Nothing about the Bridge to Nowhere. Nothing about, "I can see Russia from my house." Nothing about her vehement opposition to abortion and stem cell research. Nothing about her demand that "Intelligent Design" be taught alongside evolution in high school biology classes. Nothing about firing the director of the Alaska State Police because he wouldn't fire her ex-brother-in-law, then involved in a bitter child custody dispute with her sister. Nothing but softball questions.

Ifill, a former New York Times reporter who now works for PBS, appears to have been thoroughly cowed by the rightwing attacks on her credibility that preceded the debate. Her "sin" in their eyes was to have a book coming out in January that included Sen. Barack Obama as one of four "breakthrough" black politicians. Which, win or lose, he is.

Ifill failed to keep Palin on topic, admittedly a tough task. Palin simply didn't answer questions she didn't like or couldn't answer, and at one point boasted that she wasn't going to be bound by the questions asked but would instead "tell my story to the American people." Palin showed that when she is coached for several weeks she can sound competent on stage. Why can't she do the same in an interview with Katie Couric?
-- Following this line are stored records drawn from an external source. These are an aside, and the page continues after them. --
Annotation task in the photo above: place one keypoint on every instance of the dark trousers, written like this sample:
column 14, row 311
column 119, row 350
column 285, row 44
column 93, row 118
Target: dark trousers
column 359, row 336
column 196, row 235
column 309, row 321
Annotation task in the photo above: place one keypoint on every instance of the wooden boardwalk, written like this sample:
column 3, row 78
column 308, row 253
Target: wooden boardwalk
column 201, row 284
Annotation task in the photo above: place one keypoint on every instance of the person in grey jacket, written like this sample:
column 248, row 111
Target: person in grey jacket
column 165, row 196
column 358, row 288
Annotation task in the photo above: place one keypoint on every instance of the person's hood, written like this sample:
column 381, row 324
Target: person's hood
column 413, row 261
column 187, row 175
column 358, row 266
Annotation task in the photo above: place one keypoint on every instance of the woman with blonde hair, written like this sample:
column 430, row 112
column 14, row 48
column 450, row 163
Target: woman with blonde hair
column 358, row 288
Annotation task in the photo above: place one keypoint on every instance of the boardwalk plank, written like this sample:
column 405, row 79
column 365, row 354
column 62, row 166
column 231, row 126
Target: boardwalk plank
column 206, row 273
Biden generally did well, better than I hoped. He smiled too much, though, and should have denounced Palin for accusing Obama of "waving the white flag of surrender" by wanting to set a timetable for withdrawal from Iraq. That was despicable. I think she knew Biden was going easy on her and decided to chance taking a few cheap shots to please her handlers. It was gratifying to see that CBS's audience of undecideds showed (via their Nielsen meters) a sharp negative reaction to Palin's slur.

And Palin's voice. The "Fargo" voice. The dropped 'g's and the "betcha's." My younger daughter, age 11, finally announced that Palin's voice was quite annoying. She stuck out the entire debate, though, and I'm proud of her for that.

Debate nerves

On paper, Sen. Joe Biden should wipe the floor with Gov. Sarah Palin in the vice presidential debate tonight in St. Louis. He is an experienced and respected U.S. Senator who heads the Foreign Relations Committee. Palin, on the other hand, has managed to make cringe-worthy remarks on each of the few times the McCain campaign has allowed her to speak to the press, most notably in the recent Katie Couric interview.

But Biden is prone to what I'll call "honest gaffes" in which the vocal cords get out ahead of the brain synapses. A recent example of this was when he commented that President Frankin D. Roosevelt spoke "on television" to the American people about the Great Depression. Of course, he meant FDR's famous "Fireside Chats" on radio. He knew that. He just misspoke himself. The danger is that this sort of a gaffe can prove a distraction to his and Barack Obama's overall message.

Not that I think it's going to matter. Obama is surging in the polls, taking a significant lead over McCain overall and in important swing states like Pennsyvania, Ohio, and Florida. I was driving through Hampden Twp. in West Shore suburban Harrisburg yesterday and was pleased at the number of Obama yard signs I saw in this Republican stronghold. If Obama can keep up the good work, our eight-year national nightmare that began with the stolen election in 2000 may soon be over.